AI Won't Kill SaaS
- Christophe Dujarric
- March 10, 2026
9 min read
In the Series “AI will take our jobs”, current episode is “AI will kill SaaS”. Because of vibe-coding. Because of OpenClaw. Because of any new untested-in-real-life-applications tech.
Let me answer in short: no.
Well, if the SaaS in question is yet another GPT wrapper, a pale copy of its competitors, or any form of low-value-add product, the answer might be yes. For the better. Unless you are an Enshittificator (kudos to the Norwegian Consumer Council for this campaign).
I’m actually going to take this opportunity to reflect a little on what I believe makes great SaaS, and how AI can support that, rather than destroy it.
It’s been more than 12 years that I had the chance to work on building SaaS products that found their unique strength (call it USP if you want, even if the acronym isn’t that) in one thing: expertise. Not that the past products I worked on didn’t have that, but Blackfire.io and Bump.sh really found that as their competitive edge.
Expertise is your edge, ICP is your wedge
You build a SaaS product from a product vision and a market vision, ideally with maximum overlap for a given ICP.
In other words, you build a solution for a specific problem and, as long as you want to monetize it, through dollar-based discovery.

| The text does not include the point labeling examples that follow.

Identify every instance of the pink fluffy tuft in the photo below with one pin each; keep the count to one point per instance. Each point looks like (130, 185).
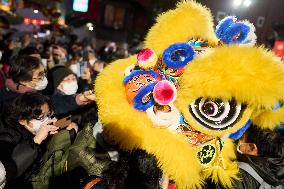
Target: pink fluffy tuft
(164, 92)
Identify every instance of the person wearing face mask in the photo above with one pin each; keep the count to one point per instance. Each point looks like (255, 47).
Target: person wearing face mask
(27, 74)
(27, 125)
(260, 154)
(65, 99)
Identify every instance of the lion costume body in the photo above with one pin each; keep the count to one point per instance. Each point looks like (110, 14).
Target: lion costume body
(194, 89)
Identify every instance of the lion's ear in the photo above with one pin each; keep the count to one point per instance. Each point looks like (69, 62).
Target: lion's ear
(188, 20)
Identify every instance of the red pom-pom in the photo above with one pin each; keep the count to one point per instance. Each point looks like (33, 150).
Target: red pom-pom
(164, 92)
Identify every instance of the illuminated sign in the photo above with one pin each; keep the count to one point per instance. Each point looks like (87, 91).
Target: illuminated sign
(81, 5)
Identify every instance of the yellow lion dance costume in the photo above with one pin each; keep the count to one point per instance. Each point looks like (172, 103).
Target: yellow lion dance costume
(188, 111)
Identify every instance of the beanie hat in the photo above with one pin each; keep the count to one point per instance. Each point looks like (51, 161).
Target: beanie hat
(59, 74)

As much as most of the tech founders I worked with had a clear vision for an innovation, what really brought tremendous value to their product was the feedback of their users and customers.

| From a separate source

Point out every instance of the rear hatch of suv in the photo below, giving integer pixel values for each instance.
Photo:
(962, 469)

You can build an MVP out of thin air, because of a problem you experienced yourself, and believe that many others do, like you. That’s for instance the story behind Bump.sh. It started with its founder breaking something in production because his API changes couldn’t be properly communicated to the rest of the team. So he built a tool that would, for any API technology (REST, event-driven, and roadmapping SOAP, gRPC and GraphQL) publish an always-up-to-date API documentation, together with its automatically generated changelog.
Your product really grows when you confront it to your ICP. When we started looking for the right ICP to generate growth, we quickly realized that only part of that vision had actual growth potential. And that was thanks to the countless conversations we had with customers and leads (ready to pay for the tool). That parenthesis is key actually: not that I don’t value the feedback from free users and Open Source Communities - many brilliant minds in there - but building features people won’t pay for means death for your product within months.
We realized that many companies were still adopting (sometimes struggling) OpenAPI for REST APIs, and therefore our promise to “manage API contracts for all technologies” was far too long ahead. From here, we focused our efforts on OpenAPI and REST, in such a way that we built a recognized expertise (we even published the very first OpenAPI cheat sheet, and a finally decent and up to date API contract example, after the aging “Pet Store”).
That expertise showed from the very first touch we had with leads, to long lasting relationships with key tech actors on the market, such as Elastic, MongoDB, Redpanda and Motorola Solutions. Collectively, they helped us build a virtuous loop. Each and every of our customers helped us build our roadmap into a coherent product with a clear positioning.
It’s also something I have experienced from the other end myself. I have tried amazing tools that helped me ask myself the right questions about my practice. Questions that I would otherwise have left aside, leading me to fail in my tasks.
A SaaS tool is built from the needs of a broader community, which may think about needs and problems you haven’t thought of yet, and therefore help you fix it proactively. And solutions come from the SaaS creators’ expertise, who are fully dedicated to fixing the problem (not a part time job like you would do while vibe-coding a side project).
Build or buy, the equation didn’t change much
We didn’t have to wait for AI to burst like it did for the past couple of years to face such a question: build or buy? It’s always been there.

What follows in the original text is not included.